We drove on to our next filming spot about 16km into the race. To get there we cut straight across the countryside as the marathon did a big loop. Rather wonderfully we were not alone in spotting this route: about 20 or so runners – two of them on mopeds – had also decided to take a little short cut. They sat beside the road drinking until the pack arrived and then rejoined the "race". It was all very French.
The pack had lost the early enthusiasm of the first stop. They were still slogging on and still accepting free glasses of wine but it was clearly taking its toll. The owner of the chateau here told me in great seriousness that red wine was fabulous for runners as it contained sugar. As we talked a man dressed as what was probably once a chicken tried to grab a glass of wine, missed and staggered into the table knocking about 10 jeroboams over. "Not to worry," said the chateau owner. "That was the 2008 – not my favourite ..."

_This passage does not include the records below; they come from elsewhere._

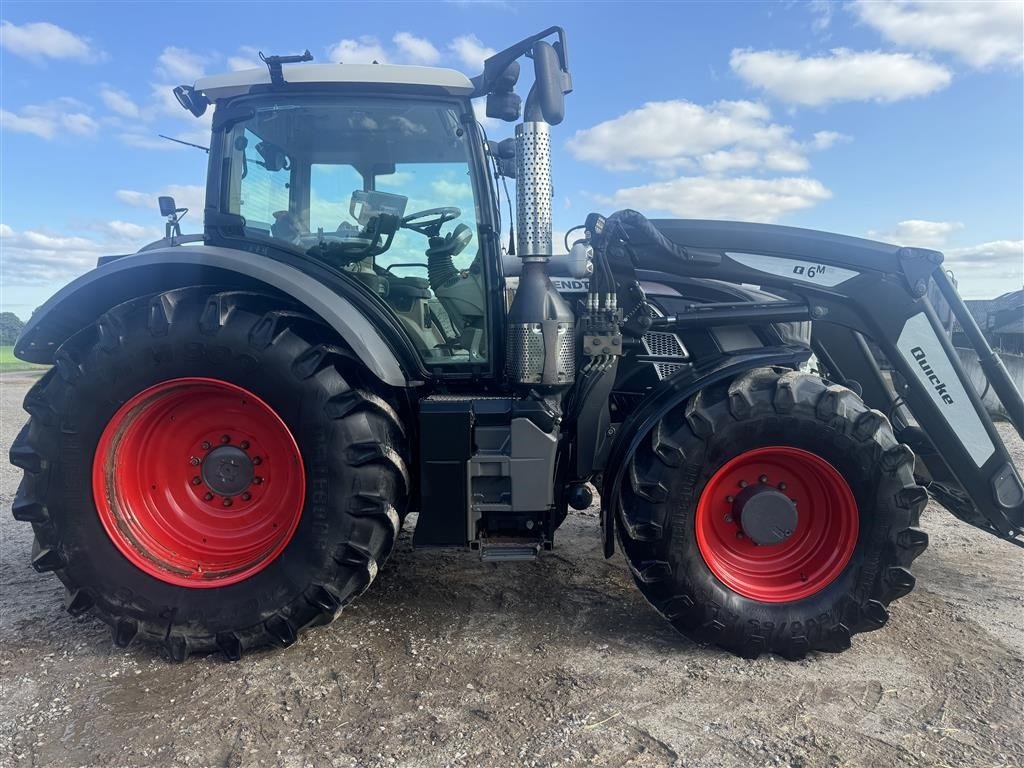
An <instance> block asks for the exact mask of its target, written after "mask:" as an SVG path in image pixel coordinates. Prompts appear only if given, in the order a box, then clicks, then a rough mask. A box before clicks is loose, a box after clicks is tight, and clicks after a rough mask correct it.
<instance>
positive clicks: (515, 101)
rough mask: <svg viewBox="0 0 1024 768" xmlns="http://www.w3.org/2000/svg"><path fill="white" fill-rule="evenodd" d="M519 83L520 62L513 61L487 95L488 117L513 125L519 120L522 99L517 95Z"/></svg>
mask: <svg viewBox="0 0 1024 768" xmlns="http://www.w3.org/2000/svg"><path fill="white" fill-rule="evenodd" d="M517 82H519V62H518V61H512V62H511V63H510V65H509V66H508V67H506V68H505V69H504V70H502V74H501V75H499V76H498V77H497V78H496V79H495V82H494V85H493V86H492V89H490V92H489V93H488V94H487V117H488V118H496V119H498V120H504V121H505V122H506V123H513V122H515V121H516V120H518V119H519V113H520V110H521V108H522V99H521V98H519V96H518V95H517V94H516V93H515V90H514V89H515V84H516V83H517Z"/></svg>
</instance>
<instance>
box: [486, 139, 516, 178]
mask: <svg viewBox="0 0 1024 768" xmlns="http://www.w3.org/2000/svg"><path fill="white" fill-rule="evenodd" d="M487 154H488V155H490V157H493V158H494V159H495V165H497V166H498V175H499V176H504V177H505V178H515V173H516V171H515V139H514V138H507V139H505V140H504V141H487Z"/></svg>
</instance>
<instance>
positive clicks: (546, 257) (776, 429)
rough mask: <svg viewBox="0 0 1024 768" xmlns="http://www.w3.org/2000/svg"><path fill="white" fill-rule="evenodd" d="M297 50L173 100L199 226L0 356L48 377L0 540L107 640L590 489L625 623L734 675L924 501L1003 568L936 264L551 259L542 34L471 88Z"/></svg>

At about 22km in we sat on a particularly beautiful terrace overlooking fields of vines that stretched all the way down to the Gironde. The golden sun blazed down on the surreal scene below us; a human stream of people dressed as cows, seagulls, ladybirds, doggedly jogging along between the vines, many of them three, even four sheets to the wind.
As I watched, one man from a rival chateau peed contentedly all over his rival's grapes. Meanwhile, a man dressed as Jesus, complete with a large wooden cross on his back, chased a man wearing an 8ft giraffe costume until Jesus tripped up and went head over cross into the vines.
I think he'd had a touch too much to drink. I waited for a minute or so but he didn't rise again. If I ever run a marathon (which is extremely unlikely) then this will most definitely be my first choice.